Eine kleine kluge Maus namens Eberhard steckte in einem Abflussrohr fest. Ihr haariges Ärschlein hatte gut durchgepasst, ihr durchtrainierter muskulöser Bauch auch, aber das Gesicht. Das nicht. Es steckte innen drinnen, was besonders unglücklich war, weil man es so nicht sehen konnte, und alle Mäuse, die am Rohrende vorbeiliefen, dachten sich nichts dabei, weil eine gewisse Dummheit dazugehört, oder unerfahrene Jugend, in einem Abflussrohr steckenzubleiben, aber wenn sie gewusst hätten, dass es Eberhard war, der da feststeckte, wären sie sofort besorgt herbeigeeilt und hätten ihn befreit. Aber sie konnten ihn nichtmal hören.
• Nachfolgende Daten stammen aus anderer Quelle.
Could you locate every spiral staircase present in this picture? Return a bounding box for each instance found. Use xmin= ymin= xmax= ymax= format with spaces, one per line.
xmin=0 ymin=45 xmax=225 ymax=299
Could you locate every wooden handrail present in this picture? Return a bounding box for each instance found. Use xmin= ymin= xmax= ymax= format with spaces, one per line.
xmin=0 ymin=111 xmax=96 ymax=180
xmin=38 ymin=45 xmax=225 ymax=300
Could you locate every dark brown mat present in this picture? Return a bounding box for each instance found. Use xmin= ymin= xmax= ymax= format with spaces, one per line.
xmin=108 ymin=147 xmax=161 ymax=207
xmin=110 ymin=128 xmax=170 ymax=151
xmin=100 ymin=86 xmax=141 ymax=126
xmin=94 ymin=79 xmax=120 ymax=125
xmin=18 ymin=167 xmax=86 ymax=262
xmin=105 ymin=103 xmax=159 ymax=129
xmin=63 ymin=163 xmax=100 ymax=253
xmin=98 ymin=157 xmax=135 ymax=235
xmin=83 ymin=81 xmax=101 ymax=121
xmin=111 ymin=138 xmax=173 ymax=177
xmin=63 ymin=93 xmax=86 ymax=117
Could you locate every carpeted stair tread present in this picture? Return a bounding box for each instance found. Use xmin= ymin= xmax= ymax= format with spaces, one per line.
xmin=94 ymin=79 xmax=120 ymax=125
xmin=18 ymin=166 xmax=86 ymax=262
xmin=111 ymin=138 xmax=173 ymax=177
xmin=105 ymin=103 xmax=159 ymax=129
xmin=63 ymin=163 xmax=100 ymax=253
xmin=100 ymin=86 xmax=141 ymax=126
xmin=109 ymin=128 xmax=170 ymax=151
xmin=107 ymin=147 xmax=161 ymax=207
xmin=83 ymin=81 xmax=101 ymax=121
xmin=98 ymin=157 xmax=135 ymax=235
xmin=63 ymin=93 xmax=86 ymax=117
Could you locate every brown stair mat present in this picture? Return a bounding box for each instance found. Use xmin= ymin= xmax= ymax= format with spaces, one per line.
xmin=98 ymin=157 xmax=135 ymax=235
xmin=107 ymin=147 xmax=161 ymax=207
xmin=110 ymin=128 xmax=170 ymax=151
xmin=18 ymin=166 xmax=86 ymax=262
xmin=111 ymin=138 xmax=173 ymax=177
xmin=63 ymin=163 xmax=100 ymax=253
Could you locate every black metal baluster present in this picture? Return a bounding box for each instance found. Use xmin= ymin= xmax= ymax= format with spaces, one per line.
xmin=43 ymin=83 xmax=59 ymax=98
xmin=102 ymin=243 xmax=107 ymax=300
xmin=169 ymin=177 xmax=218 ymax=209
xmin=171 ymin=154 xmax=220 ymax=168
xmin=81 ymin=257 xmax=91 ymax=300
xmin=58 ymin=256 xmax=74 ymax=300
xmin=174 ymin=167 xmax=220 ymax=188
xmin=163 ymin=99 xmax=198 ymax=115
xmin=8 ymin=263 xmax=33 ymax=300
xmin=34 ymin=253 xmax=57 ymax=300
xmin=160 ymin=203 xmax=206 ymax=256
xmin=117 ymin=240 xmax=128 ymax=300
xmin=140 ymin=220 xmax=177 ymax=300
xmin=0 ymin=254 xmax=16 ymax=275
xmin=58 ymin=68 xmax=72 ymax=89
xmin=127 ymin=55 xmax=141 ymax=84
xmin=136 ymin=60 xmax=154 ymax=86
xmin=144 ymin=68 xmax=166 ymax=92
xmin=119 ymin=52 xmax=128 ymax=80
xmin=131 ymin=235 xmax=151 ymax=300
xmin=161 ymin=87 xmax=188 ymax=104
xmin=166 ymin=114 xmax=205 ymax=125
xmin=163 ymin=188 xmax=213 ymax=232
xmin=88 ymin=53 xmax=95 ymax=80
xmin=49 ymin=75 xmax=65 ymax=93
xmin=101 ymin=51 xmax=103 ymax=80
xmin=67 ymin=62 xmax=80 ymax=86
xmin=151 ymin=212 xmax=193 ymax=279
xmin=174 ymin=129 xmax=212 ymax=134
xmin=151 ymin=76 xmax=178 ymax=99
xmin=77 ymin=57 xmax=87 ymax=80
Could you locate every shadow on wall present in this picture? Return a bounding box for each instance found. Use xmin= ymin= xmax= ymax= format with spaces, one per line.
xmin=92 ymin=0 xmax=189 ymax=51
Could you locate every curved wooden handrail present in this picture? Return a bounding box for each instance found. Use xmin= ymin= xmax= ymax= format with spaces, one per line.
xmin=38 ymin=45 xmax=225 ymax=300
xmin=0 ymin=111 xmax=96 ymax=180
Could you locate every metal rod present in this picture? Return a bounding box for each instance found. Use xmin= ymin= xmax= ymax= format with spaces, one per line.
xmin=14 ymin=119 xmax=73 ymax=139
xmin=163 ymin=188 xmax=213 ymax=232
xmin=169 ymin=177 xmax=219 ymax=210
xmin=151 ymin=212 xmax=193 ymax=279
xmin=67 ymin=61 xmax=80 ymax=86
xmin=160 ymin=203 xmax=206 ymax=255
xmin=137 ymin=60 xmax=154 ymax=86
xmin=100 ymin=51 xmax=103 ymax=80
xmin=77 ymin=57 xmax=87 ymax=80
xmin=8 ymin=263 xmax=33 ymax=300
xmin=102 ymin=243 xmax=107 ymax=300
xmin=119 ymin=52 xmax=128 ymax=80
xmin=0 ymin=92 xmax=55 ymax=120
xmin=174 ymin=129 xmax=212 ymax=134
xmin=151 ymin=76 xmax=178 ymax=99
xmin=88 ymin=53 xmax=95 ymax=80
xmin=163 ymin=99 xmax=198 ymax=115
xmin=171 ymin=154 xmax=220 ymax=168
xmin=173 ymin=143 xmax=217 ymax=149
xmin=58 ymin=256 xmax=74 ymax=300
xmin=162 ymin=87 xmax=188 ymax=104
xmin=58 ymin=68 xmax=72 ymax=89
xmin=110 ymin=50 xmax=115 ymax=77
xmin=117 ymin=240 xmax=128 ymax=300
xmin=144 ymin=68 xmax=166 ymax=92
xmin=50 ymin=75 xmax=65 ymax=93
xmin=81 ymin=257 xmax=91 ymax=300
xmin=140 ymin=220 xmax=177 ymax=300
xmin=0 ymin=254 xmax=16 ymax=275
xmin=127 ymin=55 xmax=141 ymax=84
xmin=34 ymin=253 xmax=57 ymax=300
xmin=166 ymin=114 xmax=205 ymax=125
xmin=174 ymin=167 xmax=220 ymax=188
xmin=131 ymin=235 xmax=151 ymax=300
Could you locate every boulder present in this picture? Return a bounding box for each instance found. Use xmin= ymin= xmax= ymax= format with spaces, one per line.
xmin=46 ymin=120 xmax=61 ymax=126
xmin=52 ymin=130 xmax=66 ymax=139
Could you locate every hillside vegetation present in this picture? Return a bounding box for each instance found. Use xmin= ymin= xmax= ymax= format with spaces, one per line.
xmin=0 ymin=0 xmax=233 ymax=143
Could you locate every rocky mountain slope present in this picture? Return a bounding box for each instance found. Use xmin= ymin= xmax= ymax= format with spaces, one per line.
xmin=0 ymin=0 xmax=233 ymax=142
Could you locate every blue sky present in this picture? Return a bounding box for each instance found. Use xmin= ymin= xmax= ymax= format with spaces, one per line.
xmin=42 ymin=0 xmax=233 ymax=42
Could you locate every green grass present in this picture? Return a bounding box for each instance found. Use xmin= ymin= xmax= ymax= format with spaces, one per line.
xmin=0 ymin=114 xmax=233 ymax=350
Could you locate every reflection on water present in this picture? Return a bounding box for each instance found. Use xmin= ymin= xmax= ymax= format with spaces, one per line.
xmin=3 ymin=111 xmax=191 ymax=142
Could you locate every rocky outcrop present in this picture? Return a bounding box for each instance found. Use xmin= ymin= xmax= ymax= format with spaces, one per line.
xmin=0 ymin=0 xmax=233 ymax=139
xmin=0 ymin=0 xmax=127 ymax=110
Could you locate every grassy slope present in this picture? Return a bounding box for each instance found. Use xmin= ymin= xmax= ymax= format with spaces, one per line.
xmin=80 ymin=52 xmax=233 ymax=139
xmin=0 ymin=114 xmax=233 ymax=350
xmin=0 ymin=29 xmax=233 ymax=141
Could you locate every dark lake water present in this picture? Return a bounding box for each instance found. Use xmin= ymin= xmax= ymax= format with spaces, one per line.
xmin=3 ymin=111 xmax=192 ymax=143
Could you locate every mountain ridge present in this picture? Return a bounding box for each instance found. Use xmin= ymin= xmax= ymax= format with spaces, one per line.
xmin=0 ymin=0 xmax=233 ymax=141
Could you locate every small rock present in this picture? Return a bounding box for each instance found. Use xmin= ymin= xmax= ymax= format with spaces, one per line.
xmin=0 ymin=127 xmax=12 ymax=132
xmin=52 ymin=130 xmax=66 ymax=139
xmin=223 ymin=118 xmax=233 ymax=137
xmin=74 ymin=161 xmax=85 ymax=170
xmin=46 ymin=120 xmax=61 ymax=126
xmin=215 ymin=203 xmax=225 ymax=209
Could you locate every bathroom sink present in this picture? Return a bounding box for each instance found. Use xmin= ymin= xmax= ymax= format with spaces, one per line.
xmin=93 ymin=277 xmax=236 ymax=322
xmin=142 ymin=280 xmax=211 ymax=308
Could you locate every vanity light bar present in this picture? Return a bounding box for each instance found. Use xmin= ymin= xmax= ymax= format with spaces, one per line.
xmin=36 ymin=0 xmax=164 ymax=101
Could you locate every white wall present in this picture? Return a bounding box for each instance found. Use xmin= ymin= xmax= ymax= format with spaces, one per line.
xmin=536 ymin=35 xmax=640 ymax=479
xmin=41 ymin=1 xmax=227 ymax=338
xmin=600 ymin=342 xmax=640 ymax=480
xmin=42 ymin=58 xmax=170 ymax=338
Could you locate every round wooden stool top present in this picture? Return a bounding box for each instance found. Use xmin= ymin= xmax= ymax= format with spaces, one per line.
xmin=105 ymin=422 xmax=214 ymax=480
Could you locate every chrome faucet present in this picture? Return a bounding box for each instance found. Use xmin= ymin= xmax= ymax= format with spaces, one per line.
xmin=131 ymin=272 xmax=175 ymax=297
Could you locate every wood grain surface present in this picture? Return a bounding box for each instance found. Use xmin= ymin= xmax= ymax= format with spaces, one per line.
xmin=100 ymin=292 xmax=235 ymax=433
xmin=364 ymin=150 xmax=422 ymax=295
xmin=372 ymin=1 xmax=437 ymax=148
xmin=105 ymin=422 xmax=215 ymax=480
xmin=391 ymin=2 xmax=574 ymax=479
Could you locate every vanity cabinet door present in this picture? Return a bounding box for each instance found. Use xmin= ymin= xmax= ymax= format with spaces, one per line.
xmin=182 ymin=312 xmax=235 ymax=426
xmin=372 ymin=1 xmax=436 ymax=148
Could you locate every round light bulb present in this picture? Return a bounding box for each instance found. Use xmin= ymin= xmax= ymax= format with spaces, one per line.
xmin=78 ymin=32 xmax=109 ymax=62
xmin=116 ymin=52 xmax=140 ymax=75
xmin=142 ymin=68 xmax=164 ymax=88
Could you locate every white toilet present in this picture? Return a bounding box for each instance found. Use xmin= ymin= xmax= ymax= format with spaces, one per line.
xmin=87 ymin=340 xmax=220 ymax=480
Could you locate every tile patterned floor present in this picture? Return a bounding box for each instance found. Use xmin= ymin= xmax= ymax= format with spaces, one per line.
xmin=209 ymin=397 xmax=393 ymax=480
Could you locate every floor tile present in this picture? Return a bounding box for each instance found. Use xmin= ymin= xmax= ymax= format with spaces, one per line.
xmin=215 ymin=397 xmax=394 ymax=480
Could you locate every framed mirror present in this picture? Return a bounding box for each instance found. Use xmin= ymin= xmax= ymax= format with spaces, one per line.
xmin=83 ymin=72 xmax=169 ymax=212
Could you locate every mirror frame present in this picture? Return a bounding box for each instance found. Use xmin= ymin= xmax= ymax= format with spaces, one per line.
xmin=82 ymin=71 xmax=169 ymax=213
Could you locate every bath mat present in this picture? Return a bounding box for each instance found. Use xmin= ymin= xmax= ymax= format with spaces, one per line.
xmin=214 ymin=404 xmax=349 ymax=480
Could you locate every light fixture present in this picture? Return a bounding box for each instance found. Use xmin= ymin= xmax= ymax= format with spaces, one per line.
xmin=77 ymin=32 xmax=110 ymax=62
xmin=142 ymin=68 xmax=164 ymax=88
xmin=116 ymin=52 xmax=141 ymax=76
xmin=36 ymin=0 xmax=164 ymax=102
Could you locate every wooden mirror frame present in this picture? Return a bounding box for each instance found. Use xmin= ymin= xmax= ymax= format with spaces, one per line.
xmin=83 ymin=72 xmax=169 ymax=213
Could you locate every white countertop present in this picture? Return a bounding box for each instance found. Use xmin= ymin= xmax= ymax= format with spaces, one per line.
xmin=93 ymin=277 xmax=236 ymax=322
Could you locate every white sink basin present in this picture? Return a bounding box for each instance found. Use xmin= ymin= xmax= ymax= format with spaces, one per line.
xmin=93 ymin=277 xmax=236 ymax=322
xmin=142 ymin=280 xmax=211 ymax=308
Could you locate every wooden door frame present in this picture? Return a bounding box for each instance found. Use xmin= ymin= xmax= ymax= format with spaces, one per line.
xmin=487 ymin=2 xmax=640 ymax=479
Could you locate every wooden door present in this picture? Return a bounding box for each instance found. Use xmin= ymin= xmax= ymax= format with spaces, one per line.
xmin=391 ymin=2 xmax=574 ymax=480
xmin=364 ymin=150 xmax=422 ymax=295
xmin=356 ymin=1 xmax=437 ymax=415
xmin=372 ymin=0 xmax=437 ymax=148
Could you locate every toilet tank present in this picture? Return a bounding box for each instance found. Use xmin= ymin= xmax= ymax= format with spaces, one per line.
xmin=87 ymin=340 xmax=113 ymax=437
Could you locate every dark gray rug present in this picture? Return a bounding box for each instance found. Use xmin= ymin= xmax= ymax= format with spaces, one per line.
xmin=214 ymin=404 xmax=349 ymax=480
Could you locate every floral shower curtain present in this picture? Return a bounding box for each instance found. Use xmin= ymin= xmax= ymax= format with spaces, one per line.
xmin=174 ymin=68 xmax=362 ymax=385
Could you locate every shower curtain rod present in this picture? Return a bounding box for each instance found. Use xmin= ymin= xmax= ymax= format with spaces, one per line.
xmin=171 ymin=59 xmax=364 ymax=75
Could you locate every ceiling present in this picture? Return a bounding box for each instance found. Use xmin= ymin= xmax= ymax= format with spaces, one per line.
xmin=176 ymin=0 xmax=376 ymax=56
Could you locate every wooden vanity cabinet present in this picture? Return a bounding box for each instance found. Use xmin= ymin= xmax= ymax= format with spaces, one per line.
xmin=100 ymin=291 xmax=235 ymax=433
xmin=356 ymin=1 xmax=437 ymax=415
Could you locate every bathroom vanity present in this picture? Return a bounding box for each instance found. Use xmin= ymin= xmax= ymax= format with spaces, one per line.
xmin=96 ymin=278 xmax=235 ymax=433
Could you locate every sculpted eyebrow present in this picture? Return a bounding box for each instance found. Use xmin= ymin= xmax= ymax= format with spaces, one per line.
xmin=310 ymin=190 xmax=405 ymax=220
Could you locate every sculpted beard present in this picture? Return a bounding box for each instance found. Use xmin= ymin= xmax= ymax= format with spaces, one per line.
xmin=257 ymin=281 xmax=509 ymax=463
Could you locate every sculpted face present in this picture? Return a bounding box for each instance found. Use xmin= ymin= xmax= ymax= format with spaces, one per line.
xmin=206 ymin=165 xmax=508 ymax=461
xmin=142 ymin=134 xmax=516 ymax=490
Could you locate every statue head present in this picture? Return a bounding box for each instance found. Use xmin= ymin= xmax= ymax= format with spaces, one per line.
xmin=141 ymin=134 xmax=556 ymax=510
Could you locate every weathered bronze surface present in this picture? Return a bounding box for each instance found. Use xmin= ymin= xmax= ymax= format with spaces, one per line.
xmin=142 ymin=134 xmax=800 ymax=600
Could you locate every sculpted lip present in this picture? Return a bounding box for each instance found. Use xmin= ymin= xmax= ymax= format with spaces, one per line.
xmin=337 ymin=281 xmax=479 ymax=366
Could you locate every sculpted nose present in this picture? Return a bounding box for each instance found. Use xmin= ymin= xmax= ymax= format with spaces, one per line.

Eberhards Schreie erreichten das Rohrende auf der anderen Seite, wo eine Aerobicparty stattfand und vor lauter Musik seine verzweifelten Rufe niemand wahrnehmen konnte, und sein haariger dicker Körper dämmte den Lärm nach draußen hin sehr gut ab. Von außen sah man nur einen armseligen, nackten Mauserkörper aus dem Rohr baumeln. Plötzlich schlich sich eine riesige, getigerte Katze heran, beobachtete Eberhards Zappeln eine Weile, und schnappte zu. Das Ärschlein und den Bauch und die Ärmchen und Beinchen hatte sie gefressen. Aber das Gesicht.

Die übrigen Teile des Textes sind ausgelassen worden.